Levanté la vista hacia la cama. Encima, una lencería roja, diminuta y provocadora. Un traje hecho para humillarme. ¡Viejo asqueroso! ¿De verdad creía que me pondría eso?
También había un jabón de esencias y perfumes caros. Con furia, arrojé todo sobre la mesa de noche y me dejé caer entre las sábanas, llorando sin consuelo.
Un zumbido en mi bolso me hizo reaccionar. El teléfono vibraba. Era un número desconocido.
—Hola —respondí por inercia, intentando disimular la voz quebrada.
—Mi amor, ¿por qué no me contestabas? Te he estado buscando por todos lados, cariño.
—¿Armando? —El corazón se me detuvo por un instante—. ¿Qué haces llamándome?
—Me enteré de que te casaste con el papá de Rosalía.

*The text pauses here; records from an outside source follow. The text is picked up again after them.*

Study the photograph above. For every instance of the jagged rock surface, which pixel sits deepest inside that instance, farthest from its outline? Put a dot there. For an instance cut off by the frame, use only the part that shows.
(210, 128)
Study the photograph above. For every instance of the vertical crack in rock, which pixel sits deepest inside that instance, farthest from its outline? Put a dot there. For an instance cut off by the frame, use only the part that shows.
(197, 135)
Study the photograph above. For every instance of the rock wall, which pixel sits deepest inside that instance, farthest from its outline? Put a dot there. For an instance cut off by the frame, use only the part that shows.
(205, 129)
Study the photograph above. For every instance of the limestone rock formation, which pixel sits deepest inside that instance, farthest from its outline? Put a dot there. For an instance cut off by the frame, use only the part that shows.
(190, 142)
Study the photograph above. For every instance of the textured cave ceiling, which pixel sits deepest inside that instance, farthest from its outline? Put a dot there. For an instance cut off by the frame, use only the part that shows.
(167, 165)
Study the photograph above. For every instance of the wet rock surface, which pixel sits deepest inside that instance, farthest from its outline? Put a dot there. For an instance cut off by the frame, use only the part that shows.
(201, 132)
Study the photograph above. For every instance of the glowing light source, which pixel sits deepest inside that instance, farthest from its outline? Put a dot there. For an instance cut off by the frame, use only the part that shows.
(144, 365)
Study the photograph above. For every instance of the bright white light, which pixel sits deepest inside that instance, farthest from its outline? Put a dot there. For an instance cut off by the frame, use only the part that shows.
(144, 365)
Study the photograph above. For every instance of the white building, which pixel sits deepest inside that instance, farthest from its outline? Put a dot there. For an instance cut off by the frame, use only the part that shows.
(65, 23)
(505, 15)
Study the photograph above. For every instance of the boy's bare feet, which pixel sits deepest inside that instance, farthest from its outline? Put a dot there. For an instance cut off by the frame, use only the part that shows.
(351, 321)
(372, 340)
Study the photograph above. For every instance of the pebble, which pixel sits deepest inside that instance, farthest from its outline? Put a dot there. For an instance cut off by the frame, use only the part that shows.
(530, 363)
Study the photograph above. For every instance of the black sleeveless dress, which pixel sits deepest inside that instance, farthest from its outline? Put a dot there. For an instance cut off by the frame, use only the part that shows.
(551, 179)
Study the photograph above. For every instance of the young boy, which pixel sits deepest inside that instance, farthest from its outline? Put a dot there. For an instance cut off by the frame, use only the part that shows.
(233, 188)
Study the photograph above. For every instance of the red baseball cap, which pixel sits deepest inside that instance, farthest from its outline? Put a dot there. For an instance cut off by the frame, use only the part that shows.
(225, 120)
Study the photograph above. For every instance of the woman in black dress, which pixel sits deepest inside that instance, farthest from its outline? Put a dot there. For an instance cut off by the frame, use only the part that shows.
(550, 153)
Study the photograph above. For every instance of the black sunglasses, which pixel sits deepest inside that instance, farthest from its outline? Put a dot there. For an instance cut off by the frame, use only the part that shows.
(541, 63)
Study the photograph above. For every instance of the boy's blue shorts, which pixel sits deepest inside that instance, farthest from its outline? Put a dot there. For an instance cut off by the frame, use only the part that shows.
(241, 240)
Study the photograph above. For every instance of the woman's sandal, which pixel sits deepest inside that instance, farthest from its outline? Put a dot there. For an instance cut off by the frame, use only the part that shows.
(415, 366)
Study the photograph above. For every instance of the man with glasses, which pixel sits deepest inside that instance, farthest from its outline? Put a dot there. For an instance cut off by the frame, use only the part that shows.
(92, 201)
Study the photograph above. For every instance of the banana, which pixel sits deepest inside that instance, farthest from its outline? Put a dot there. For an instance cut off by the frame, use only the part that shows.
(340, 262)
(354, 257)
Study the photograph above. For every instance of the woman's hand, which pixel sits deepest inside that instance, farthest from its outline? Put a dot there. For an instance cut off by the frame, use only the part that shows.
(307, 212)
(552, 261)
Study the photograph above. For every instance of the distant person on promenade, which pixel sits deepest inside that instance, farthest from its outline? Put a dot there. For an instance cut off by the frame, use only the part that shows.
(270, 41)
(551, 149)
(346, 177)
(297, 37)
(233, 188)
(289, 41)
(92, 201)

Te conozco, Amelie. Sé que no lo hiciste por amor, ni por interés. Debemos hablar. Sé que cometí un error, uno muy grande. Me arrepiento, quiero estar contigo.
Solté una carcajada amarga, cargada de sarcasmo.
—¿Y Rosalía? —pregunté con frialdad.
—Esa mujer es insoportable. Me culpa porque te casaste con su padre. Ni siquiera me prepara un café.
—¿Entonces lo que necesitas es una empleada? Págale el servicio a una.
—No, mi amor, escúchame… tengo planes para nosotros.
Antes de que pudiera seguir hablando, corté la llamada. Me levanté con decisión, fui al baño y me deshice del vestido de novia. Entré a la ducha sin mirar atrás. No supe cuánto tiempo pasé bajo el agua ni cuántas horas llevaba sola.
Finalmente, me puse la maldita lencería, pinté mis labios de rojo y me senté en silencio, esperando, resignada al destino cruel que me esperaba, esa era mi suerte.